Abena S. Amoah

 

Research areas of interest: Epidemiology, Immunology, Parasitic infections, Infectious diseases, Noncommunicable diseases

 

Affiliation(s)

Leiden University Medical Center  |  Leiden University Center for Infectious Diseases

Education and Research background  

I first became interested in research through some great internship experiences I had while pursuing a bachelor’s degree in biological sciences at Mount Holyoke College in the United States. This interest was cemented during my first job which was as a research assistant in a laboratory focused on the neuroendocrinology of drug addiction at Rockefeller University in New York City. After two years, I took a gamble and relocated to Ghana where I got my first introduction to the world of field research and parasitology at the Noguchi Memorial Institute for Medical Research. Later, I did a master’s degree in epidemiology at London School of Tropical Medicine & Hygiene (LSHTM) and a PhD in immunoepidemiology at Leiden University Medical Center (LUMC). My PhD, supervised by Professor Maria Yazdanbakhsh, focused on the relationship between parasitic worm infections and allergies in Ghanaian children.

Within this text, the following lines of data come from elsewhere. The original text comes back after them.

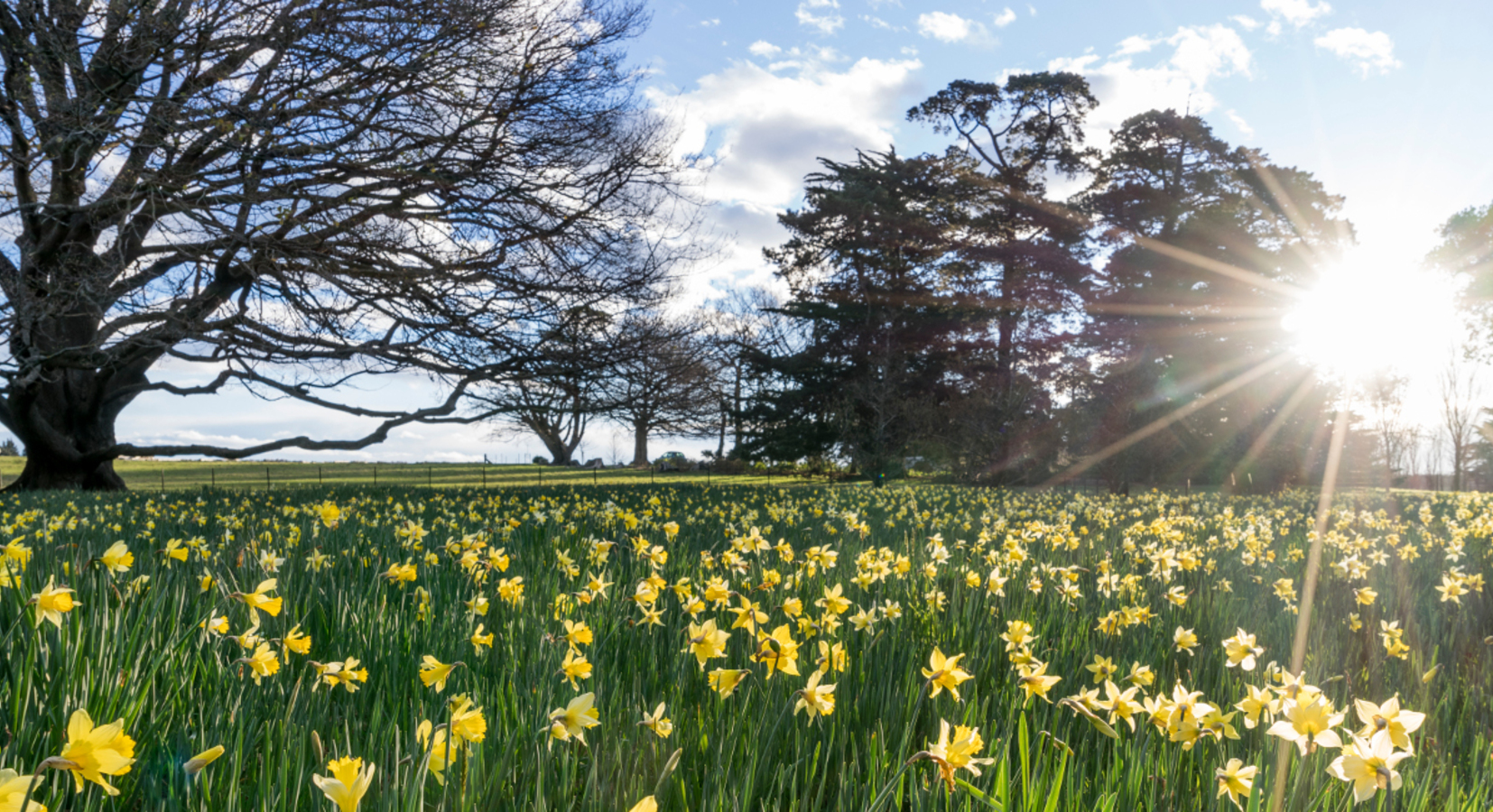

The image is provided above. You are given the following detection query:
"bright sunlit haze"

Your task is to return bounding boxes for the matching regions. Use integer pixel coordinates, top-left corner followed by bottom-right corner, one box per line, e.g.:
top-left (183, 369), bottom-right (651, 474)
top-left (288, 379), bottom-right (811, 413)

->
top-left (1283, 249), bottom-right (1466, 383)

After my PhD, I have worked twice for LSHTM as a postdoctoral fellow and later as an assistant professor. Both times I was based at the Malawi Epidemiology and Intervention Research Unit in Northern Malawi where I also oversaw research activities in a rural demographic surveillance site. I have also worked as a postdoctoral researcher at the LUMC and was part of the project management team for the European & Developing Countries Clinical Trials Partnership (EDCTP)-funded freeBILy project. I am now back at the LUMC as the lead for the HypoVax Global knowledge hub focused on vaccine hyporesponsiveness and I have the exciting task of helping establish the hub.

My work on immune responses to vaccines

When I was in Malawi, I was a co-investigator for a Wellcome Trust-funded longitudinal SARS-CoV-2 seroprevalence study that recruited 1000 rural and 1000 urban Malawians. As part of this study, we investigated evolving humoral immune responses to SARS-CoV-2 between February 2021 and April 2022 in our population cohorts. We were able to examine differences in seroprevalence among those who had received COVID-19 vaccines compared to those who did not. In a nested immunological component among a subset of rural participants, we isolated and cryopreserved peripheral blood mononuclear cells (PBMCs) samples to examine cellular immune responses among vaccinated versus unvaccinated adults. We are hoping to do immune profiling on these samples in the very near future.

beyond research

I love travelling, visiting museums and films. I missed out on meeting my hero Nelson Mandela because I was not around when he made a surprise visit to my school. A few years later though, I did get to meet the film director Lord Richard Attenborough and his wife Sheila.